That website doesn't load for me but anyone who uses ChatGPT semi regularly can see that it's getting steadily worse if you ever ask for anything that begins to border risque. It has even refused to provide me with things like bolt torque specs because of risk.
It could be a bias, that's why we do blinded comparisons for a more accurate rating. If we have to consider my opinion, since I use it often, then no, it hasn't gotten worse over time.

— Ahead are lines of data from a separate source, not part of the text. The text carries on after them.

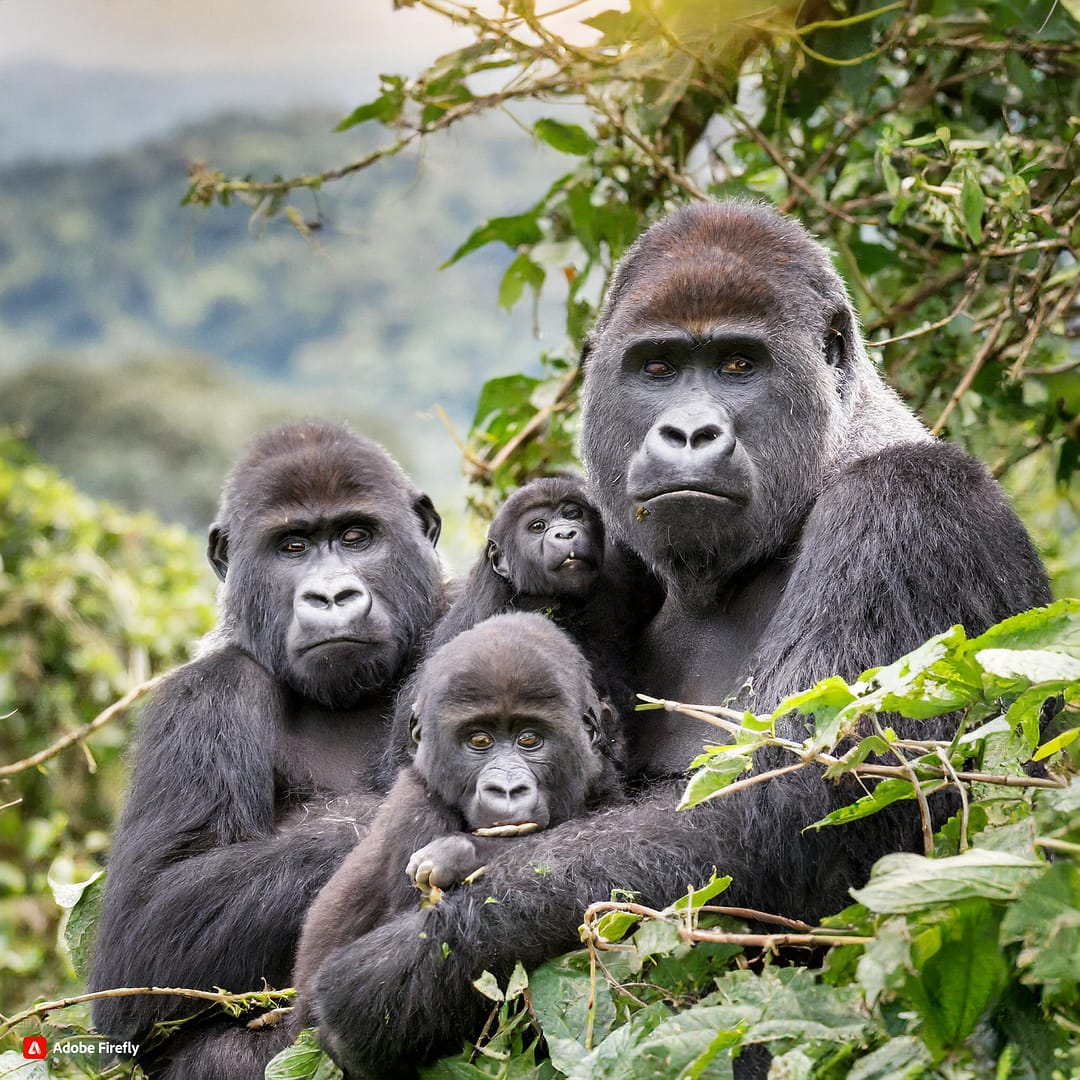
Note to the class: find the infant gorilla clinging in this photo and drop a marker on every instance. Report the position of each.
(508, 736)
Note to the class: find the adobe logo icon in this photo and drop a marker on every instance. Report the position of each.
(35, 1048)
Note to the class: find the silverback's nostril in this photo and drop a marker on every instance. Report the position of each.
(673, 436)
(703, 436)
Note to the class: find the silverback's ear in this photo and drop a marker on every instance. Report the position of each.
(598, 717)
(839, 340)
(217, 550)
(432, 524)
(498, 561)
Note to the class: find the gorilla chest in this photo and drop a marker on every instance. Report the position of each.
(321, 752)
(701, 657)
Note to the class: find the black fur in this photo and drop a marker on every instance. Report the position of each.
(258, 765)
(739, 440)
(522, 687)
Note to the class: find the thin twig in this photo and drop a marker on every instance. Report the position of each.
(535, 423)
(811, 937)
(973, 368)
(963, 797)
(216, 997)
(79, 734)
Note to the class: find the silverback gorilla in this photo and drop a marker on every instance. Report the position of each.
(257, 765)
(509, 741)
(804, 524)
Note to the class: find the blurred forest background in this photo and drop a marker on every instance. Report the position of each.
(144, 341)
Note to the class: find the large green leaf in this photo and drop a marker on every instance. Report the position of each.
(906, 882)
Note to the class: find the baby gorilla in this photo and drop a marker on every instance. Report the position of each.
(508, 740)
(544, 551)
(547, 551)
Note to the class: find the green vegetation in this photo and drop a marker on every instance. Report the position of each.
(93, 602)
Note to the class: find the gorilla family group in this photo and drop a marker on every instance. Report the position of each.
(758, 511)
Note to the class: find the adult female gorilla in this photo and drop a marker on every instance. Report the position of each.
(804, 523)
(260, 764)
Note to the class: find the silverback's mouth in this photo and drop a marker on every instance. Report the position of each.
(521, 828)
(686, 493)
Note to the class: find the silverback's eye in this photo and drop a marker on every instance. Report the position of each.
(658, 369)
(293, 547)
(738, 365)
(356, 536)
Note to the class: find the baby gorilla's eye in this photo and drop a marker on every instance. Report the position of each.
(356, 536)
(738, 365)
(293, 547)
(658, 368)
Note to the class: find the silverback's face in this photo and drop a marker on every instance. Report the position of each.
(713, 382)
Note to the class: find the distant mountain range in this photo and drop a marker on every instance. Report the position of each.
(100, 266)
(54, 113)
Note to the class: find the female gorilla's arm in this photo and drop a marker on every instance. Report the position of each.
(202, 891)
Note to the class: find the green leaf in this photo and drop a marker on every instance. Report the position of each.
(516, 231)
(697, 898)
(517, 983)
(1036, 665)
(961, 979)
(559, 993)
(883, 963)
(718, 771)
(1055, 744)
(566, 138)
(386, 108)
(892, 790)
(1047, 920)
(972, 202)
(488, 985)
(1055, 628)
(903, 1057)
(302, 1061)
(906, 882)
(613, 926)
(83, 903)
(523, 271)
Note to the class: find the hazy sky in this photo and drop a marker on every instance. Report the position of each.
(244, 36)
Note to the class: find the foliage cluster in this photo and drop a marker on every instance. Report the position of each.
(93, 601)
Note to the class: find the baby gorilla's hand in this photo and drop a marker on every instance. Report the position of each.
(445, 862)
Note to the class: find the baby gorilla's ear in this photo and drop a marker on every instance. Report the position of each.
(498, 561)
(217, 549)
(598, 718)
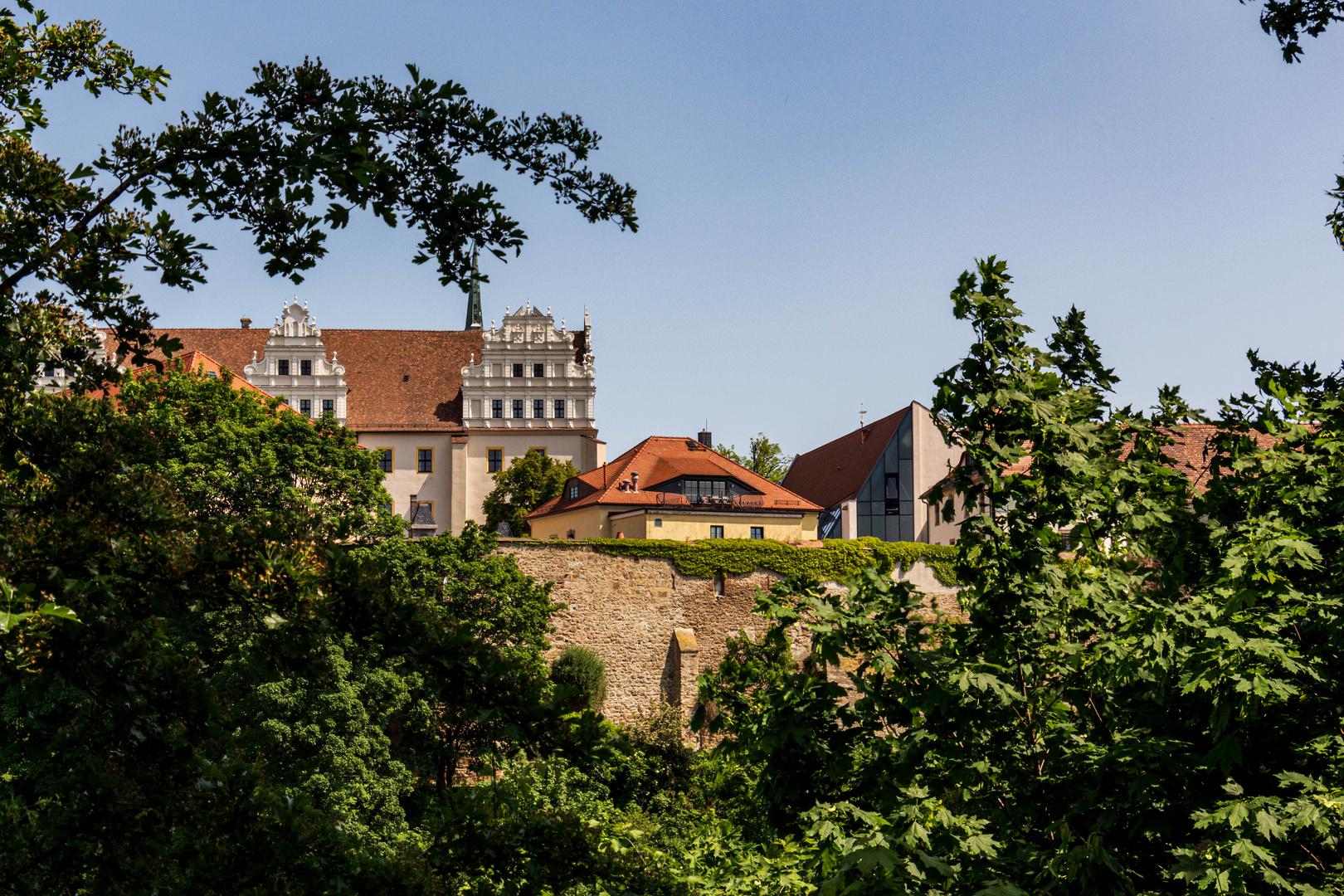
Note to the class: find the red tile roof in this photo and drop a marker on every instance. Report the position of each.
(1191, 449)
(660, 460)
(375, 362)
(836, 470)
(197, 362)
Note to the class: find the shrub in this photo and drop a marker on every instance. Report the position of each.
(581, 674)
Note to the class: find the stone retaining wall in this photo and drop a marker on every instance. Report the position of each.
(655, 627)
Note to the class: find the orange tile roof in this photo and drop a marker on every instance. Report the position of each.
(661, 458)
(377, 363)
(836, 470)
(195, 362)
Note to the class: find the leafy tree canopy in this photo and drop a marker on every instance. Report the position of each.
(297, 152)
(1157, 715)
(763, 457)
(528, 483)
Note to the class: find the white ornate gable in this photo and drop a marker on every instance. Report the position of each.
(295, 364)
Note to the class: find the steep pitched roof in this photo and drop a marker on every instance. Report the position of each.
(398, 379)
(195, 362)
(836, 470)
(659, 460)
(1191, 449)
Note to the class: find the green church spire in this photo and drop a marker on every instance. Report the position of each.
(474, 301)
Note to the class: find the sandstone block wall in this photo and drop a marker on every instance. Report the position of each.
(655, 627)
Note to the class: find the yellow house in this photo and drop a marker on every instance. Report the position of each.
(675, 488)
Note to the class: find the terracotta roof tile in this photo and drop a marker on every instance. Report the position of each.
(375, 364)
(836, 470)
(660, 460)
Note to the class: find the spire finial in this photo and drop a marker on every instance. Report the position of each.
(474, 296)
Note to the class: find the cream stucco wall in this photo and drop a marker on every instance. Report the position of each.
(680, 525)
(405, 481)
(577, 448)
(461, 479)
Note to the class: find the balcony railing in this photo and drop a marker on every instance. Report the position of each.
(722, 501)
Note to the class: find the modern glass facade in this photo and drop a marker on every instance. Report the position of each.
(886, 504)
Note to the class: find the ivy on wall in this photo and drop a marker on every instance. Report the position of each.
(836, 561)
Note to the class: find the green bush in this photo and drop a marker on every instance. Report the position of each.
(581, 674)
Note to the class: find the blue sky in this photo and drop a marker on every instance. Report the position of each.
(813, 178)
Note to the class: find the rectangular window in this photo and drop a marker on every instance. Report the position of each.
(695, 489)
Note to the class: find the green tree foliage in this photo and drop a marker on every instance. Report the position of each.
(295, 153)
(247, 703)
(1159, 716)
(231, 455)
(581, 677)
(1288, 22)
(528, 483)
(763, 457)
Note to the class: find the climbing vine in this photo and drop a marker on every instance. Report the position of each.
(836, 561)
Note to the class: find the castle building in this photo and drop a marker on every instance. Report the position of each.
(442, 410)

Well I can't load that website so I can't assess their methodology. But I am telling you it is objectively worse for me now. Many others report the same.
Edit - the website finally loaded for me and while their methodology is listed, the actual prompts they use are not. The only example prompt is "correct grammar: I are happy". Which doesn't do anything at all to assess what we're talking about, which is ChatGPT's inability to deal with subjects which are "risky" (where "risky" is defined as "Americans think it's icky to talk about").
Worse is really subjective. More limited functionality with a specific set of topics? Sure. More difficult to trick to get around said topic bans? Sure.
Worse overall? You can use chatgpt 4 and 3.5 side by side and see an obvious difference.
Your specific example seems fairly reasonable. Is there liability in saying x bolt can handle y torque if that ended up not being true? I don't know. What is that bolt causes an accident and someone dies? I'm sure a lawyer could argue that case if ChatGPT gave a bad answer.